Sept solitaires espérés
Du côté du plateau, cinq équipes – Sodebo (Thomas Coville), Banque Populaire (Armel Le Cléac’h), Actual (Yves Le Blevec), Brest Ultim Sailing et le Gitana Team (Charles Caudrelier ou Franck Cammas) – ont à ce jour confirmé leur inscription en versant d’ores et déjà la moitié des droits d’inscription (dont nos interlocuteurs n’ont pas voulu nous dévoiler le montant), une sixième devrait suivre, SVR Lazartigue (François Gabart) – “Ils attendent d’être propriétaires formellement du bateau fin août avant de pouvoir vraiment s’engager”, explique Hervé Favre.
La classe et l’organisateur ne désespèrent pas de convaincre Idec Sport de se joindre à la fête. “On les a prévenus avant que le communiqué sorte, mais ils ont toujours beaucoup de mal à nous dire quel est leur programme à long terme. Je suis cependant sûr que le projet va les intéresser, avec Francis Joyon ou non, c’est à eux de le dire”, poursuit le patron d’OC Sport. Directeur marketing et communication d’Idec, Fabrice Thomazeau, joint par Tip & Shaft, répond : “Ce n’est pas à l’ordre du jour actuellement, mais nous ne nous interdisons pas d’y réfléchir.”
Cette participation fait en tout cas dire à Cyril Dardashti, directeur général du Gitana Team : “Etre déjà six dans le jeu en 2021 pour 2023, c’est juste dingue, et surtout, ce ne sont pas des paroles en l’air, le versement de l’acompte est un vrai acte de candidature de toutes les équipes.” Quand bien même le Gitana Team, qui a déjà fait un aller-retour, devra réintégrer la classe, puisqu’il faudra en faire partie pour participer à la course. “C’est un détail, évacue Cyril Dardshti. Et faire partie de la classe, c’est juste respecter un certain nombre de règles, ce n’est pas s’inscrire dans une philosophie que je ne partage pas forcément.”

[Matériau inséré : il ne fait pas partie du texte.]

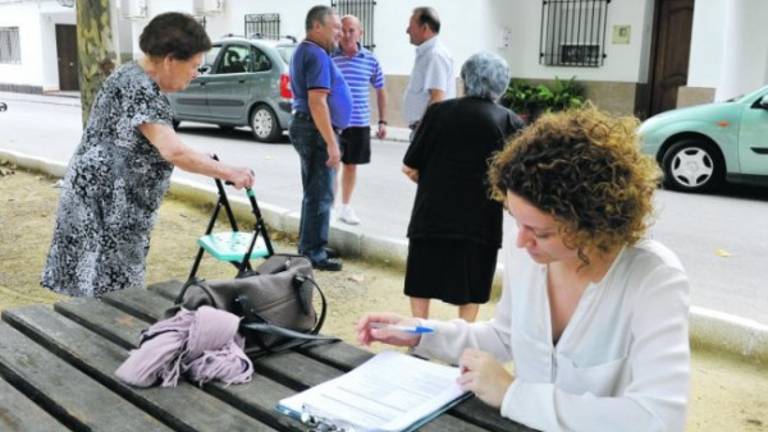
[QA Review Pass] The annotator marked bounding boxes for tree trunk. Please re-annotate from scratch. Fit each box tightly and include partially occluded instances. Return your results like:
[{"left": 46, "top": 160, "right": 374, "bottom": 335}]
[{"left": 76, "top": 0, "right": 117, "bottom": 127}]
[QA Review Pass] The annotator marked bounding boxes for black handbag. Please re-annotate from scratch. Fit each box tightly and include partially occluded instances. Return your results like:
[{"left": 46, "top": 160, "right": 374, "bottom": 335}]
[{"left": 166, "top": 254, "right": 340, "bottom": 356}]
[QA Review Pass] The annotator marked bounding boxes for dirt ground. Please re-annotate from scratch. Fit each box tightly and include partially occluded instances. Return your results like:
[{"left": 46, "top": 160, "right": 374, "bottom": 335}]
[{"left": 0, "top": 161, "right": 768, "bottom": 431}]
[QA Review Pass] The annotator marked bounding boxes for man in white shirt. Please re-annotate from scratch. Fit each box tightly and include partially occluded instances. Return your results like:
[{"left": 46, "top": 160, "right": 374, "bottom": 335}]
[{"left": 403, "top": 7, "right": 456, "bottom": 135}]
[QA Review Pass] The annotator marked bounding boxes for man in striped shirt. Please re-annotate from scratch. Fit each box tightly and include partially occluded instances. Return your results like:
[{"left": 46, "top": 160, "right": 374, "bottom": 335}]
[{"left": 333, "top": 15, "right": 387, "bottom": 225}]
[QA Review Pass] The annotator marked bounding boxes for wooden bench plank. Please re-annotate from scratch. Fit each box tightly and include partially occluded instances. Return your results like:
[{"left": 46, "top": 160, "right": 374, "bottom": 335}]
[
  {"left": 112, "top": 281, "right": 492, "bottom": 431},
  {"left": 140, "top": 280, "right": 504, "bottom": 430},
  {"left": 0, "top": 379, "right": 69, "bottom": 432},
  {"left": 147, "top": 279, "right": 184, "bottom": 301},
  {"left": 54, "top": 299, "right": 306, "bottom": 431},
  {"left": 3, "top": 305, "right": 274, "bottom": 432},
  {"left": 0, "top": 313, "right": 169, "bottom": 432},
  {"left": 102, "top": 289, "right": 173, "bottom": 323}
]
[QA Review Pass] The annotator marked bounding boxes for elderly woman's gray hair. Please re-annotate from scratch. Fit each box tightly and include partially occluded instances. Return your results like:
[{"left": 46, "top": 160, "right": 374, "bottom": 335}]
[{"left": 461, "top": 51, "right": 510, "bottom": 101}]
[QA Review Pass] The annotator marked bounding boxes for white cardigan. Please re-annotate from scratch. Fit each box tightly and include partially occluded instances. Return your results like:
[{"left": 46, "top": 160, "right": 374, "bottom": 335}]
[{"left": 415, "top": 240, "right": 690, "bottom": 432}]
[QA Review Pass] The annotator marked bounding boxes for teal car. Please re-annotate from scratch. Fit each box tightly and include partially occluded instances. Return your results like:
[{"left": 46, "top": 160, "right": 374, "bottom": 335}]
[{"left": 638, "top": 86, "right": 768, "bottom": 192}]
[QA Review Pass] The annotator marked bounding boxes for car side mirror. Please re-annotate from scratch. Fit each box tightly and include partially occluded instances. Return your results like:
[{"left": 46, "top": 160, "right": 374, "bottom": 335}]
[{"left": 758, "top": 95, "right": 768, "bottom": 110}]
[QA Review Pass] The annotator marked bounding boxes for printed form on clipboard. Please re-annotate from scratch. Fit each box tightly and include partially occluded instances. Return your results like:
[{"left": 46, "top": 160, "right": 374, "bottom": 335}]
[{"left": 277, "top": 351, "right": 471, "bottom": 432}]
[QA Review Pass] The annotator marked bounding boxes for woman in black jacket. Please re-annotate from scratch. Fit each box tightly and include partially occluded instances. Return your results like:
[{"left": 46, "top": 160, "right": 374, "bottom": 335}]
[{"left": 403, "top": 52, "right": 523, "bottom": 321}]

Des escales techniques autorisées ?
Pour le directeur général du Gitana Team, la priorité est que les teams, qu’ils soient dans ou hors de la classe, soient intégrés aux discussions qui concernent le futur tour du monde, et notamment l’avis de course, en cours d’élaboration et promis par Hervé Favre pour la fin de l’année. Qu’en sait-on aujourd’hui ? Que la course ne sera pas « no limit » : “C’est impensable pour un organisateur d’envoyer ces bateaux en solitaire jouer dans les glaces”, confirme Hervé Favre. Et que sera sans doute prévue la possibilité de s’arrêter pour réparer, sans que cela soit synonyme d’abandon, comme sur le Vendée Globe.
Une règle défendue par Cyril Dardashti : “Les budgets sont tellement importants que t’arrêter parce que tu as touché quelque chose et ne pas pouvoir repartir, ça devient limite pour des partenaires. Et ça ne dénature pas la course : sur la Brest Atlantiques, ça avait même mis du piment dans l’histoire et l’épreuve était restée lisible.”
OC Sport qui, selon Hervé Favre “repart d’une feuille blanche” sur ce projet, a donc un peu plus de deux ans pour organiser cette première course autour du monde en solitaire, mais également la suivante, puisque l’accord avec la classe porte sur deux éditions, en 2023 et 2027.